June 21st, midsummer's evening.  We decide to sleep in the shepherd's hut,  a night away for the sake of walking across the field.  Inevitably there is some football on the television so for much of the evening we are in the house as Ian watches while I potter about the internet.  Then at around ten o' clock I gather up my reading glasses and my book.  I am rereading, for perhaps the fourth or fifth time, "Notes from Walnut Tree Farm" by Roger Deakin.  It is a book full of snippets of Deakin's writing, notes and diary entries, some several pages, some only a couple of sentences long.  Some are musings about writing or nature. He walks, he works on the land, he writes about what he sees.



I put my boots on as the grass is already wet with midsummer dew and close the house door behind me.  I should be bathing my face in this dew according to folklore, not padding through it in my wellies.  The sky is still light and the swallows are still flying although the shadows under the trees are dark.

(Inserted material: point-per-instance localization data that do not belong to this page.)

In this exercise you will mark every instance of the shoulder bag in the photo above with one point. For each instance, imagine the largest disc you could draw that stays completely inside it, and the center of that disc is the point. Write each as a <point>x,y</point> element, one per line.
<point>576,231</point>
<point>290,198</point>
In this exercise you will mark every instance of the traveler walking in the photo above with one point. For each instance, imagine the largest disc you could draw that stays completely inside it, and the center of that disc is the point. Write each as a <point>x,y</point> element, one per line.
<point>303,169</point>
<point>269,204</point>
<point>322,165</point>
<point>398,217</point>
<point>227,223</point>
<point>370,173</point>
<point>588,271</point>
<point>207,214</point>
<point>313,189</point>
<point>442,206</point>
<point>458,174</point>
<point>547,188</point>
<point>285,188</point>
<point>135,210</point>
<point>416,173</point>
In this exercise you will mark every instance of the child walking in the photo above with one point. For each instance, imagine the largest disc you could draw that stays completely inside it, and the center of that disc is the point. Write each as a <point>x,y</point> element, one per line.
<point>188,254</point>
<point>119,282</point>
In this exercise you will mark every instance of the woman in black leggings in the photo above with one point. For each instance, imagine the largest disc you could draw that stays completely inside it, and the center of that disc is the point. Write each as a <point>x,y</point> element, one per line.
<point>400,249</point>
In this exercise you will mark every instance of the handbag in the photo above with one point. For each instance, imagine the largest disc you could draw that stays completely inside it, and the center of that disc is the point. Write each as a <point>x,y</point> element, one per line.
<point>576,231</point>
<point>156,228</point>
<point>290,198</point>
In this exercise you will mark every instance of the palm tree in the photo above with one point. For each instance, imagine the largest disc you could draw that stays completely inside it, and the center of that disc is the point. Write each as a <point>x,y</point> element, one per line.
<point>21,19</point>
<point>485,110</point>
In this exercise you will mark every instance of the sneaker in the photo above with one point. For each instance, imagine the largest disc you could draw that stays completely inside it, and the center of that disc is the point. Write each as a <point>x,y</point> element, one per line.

Night is starting to seep into the day.  I climb the steps and open the door of the hut.  Inside the air is warm with the day's sun.  I open a window and the top half of the stable door to let the air move gently through, a tiny breeze which just stirs the flowered curtains.  I look out across the field, over the valley and up to the skyline.  There is still sun on Moel Arthur although it fades even as I look at it.  The sky moves from pearly blue to soft grey.

In the holly trees behind the hut a bird is singing.  A solitary crow flaps slowly up the valley, out late.  The bird falls silent.  It is very quiet.  There is a whispering as the breeze stirs the leaves of the rowan tree.  From the farm next door I hear a dog bark, once, twice, then quiet.  Across the valley a car moves on the lane but it is too far away for me to hear the engine.  There is no noise, no hum from a fridge or a laptop, no central heating boiler or the sound of water running into the tank, none of the familiar background sounds of home.  Our house is quiet, with no traffic noise and very little noise from our only neighbours at the farm.  Visitors always comment about the quiet and the dark.  But the hut is silent, gloriously, deeply silent with no sounds other than the natural, the rustle in the hedge, the scurry by the step.  I hear a quiet tread and Ian arrives and pulls off his boots.



It is properly dark now.  The shapes of the trees on the field boundary show up against the pale grey sky, their silhouettes revealing who they are: the great domes of oaks, the shaggy upward fling of ash, the piling cumulus cloud of the sycamore.  We light a couple of tea light lanterns and switch off the lamp.  There is not enough light to read by, just enough for a tiny glow to reflect a pinprick of light in the dark glass of the window.

It is very quiet and very dark.  We sleep.  I wake briefly at dawn to find the hut aglow with sunlight and birds singing from the hedge.  I lie listening for a few moments and then drift back to sleep again.